GP is saying that the expected components that make up a modern operating system, including things that might be seen to be 'trivial' such as full USB 3.0+ support; a full, robust networking stack; the sorts of security and protections against modern methods of attack from bad actors; all on top of modern, efficient, and possibly even forward-thinking APIs that make developing for the OS efficient and even a joy for developers — these things are neither trivial, easy, or quick to do.
Whereas you're talking about just hardware, which is not even close to the whole story when it comes to an OS in 2019.
I said basic, in the sense of USB 3 is a basic component I would expect to see in an modern OS. I did not, and do not claim that it would be trivial to implement.
It would seem like this specification has been a pain point for many other projects before. For a os with only a few contributors doing work on their freetime, I think it is going great. (My opinion, like mouths... everybody has one)
"For a os with only a few contributors doing work on their freetime, I think it is going great "
Oh definitely, I bear no ill will, and would like the project to succeed. But can you make a full featured desktop OS in your free time. There's another comment on this thread pointing out the spec is 600 pages long. I can understand how if you're doing it as a hobby that would take time.
If someone built a car in their garage I'd be impressed. It may have taken 10 years, look ugly and leak oil but its still an achievement. I wouldn't buy it though, I don't want a car that leaks oil, and doesn't have crumple zones etc.
I guess what I'm (slowly) stumbling towards asking is, is this a hobby OS or a 'big professional' OS? Reading between the lines you seem to be happy with a hobby OS, if so great, but that isn't what I want, I'm not sure that is what it was hyped to be.
I think you underestimate the sophisticated complex problems of USB 3. Even for a hobby OS this is a massive achievement.
The car has to compete against Tesla, Ford, Toyota though, does it cut it?
Does Haiku cut it against Linux, Windows, the BSDs?
Maybe I have unreasonable expectations that it should.
The car can exist for its own sake. The builder had fun making it after all. I thought the idea was that we were all going to be driving round in our own home made cars.
So am I judging it on the engineering skill of the builder, as his hobby project?
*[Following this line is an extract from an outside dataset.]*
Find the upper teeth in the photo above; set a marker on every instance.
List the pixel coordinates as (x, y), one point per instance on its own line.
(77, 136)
Or an I judging it as my next potential car?
I can forgive that home built car not having crumple zones, radio, opening windows. They are hard to do, as a car buyer they are basic things I expect.
What has all the discussion on HN today improved or helped?
If you don't wish to be reading other peoples assessments then you've come to the wrong place.
If you think I'm wrong, please correct me. I've put my opinion and reasons why.
So if I had all that, I could use Haiku as my home/hobby tinkering machine. I would still need a Mac, Linux or Windows machine to do some other heavy lifting, but I already have three computers at home, so no problem.
It had working Google Calendar sync at one point, dunno if it still is. It could definitely use some work, though.
The Beta 1 release, when I tried it on my Ryzen-based desktop, wouldn't get past the splash screen, stalling out at things that seemed to revolve around the SATA controller.
Meanwhile, pop the same flash drive in a Thinkpad X230t, and it booted and installed fine, and even Wi-Fi worked without a significant hitch.
Did any icons light up? There was (is) an undiagnosed issue that is preventing BIOS booting from working on Ryzen. I know one of the other devs runs Haiku on his Ryzen via EFI and says it works like a charm.
> I suspect their work optimizes around a relatively narrow band of supported hardware.
Not by design, but just by circumstance -- we developers optimize for the hardware we have and use, and not many others tend to submit patches, so that's the way it goes.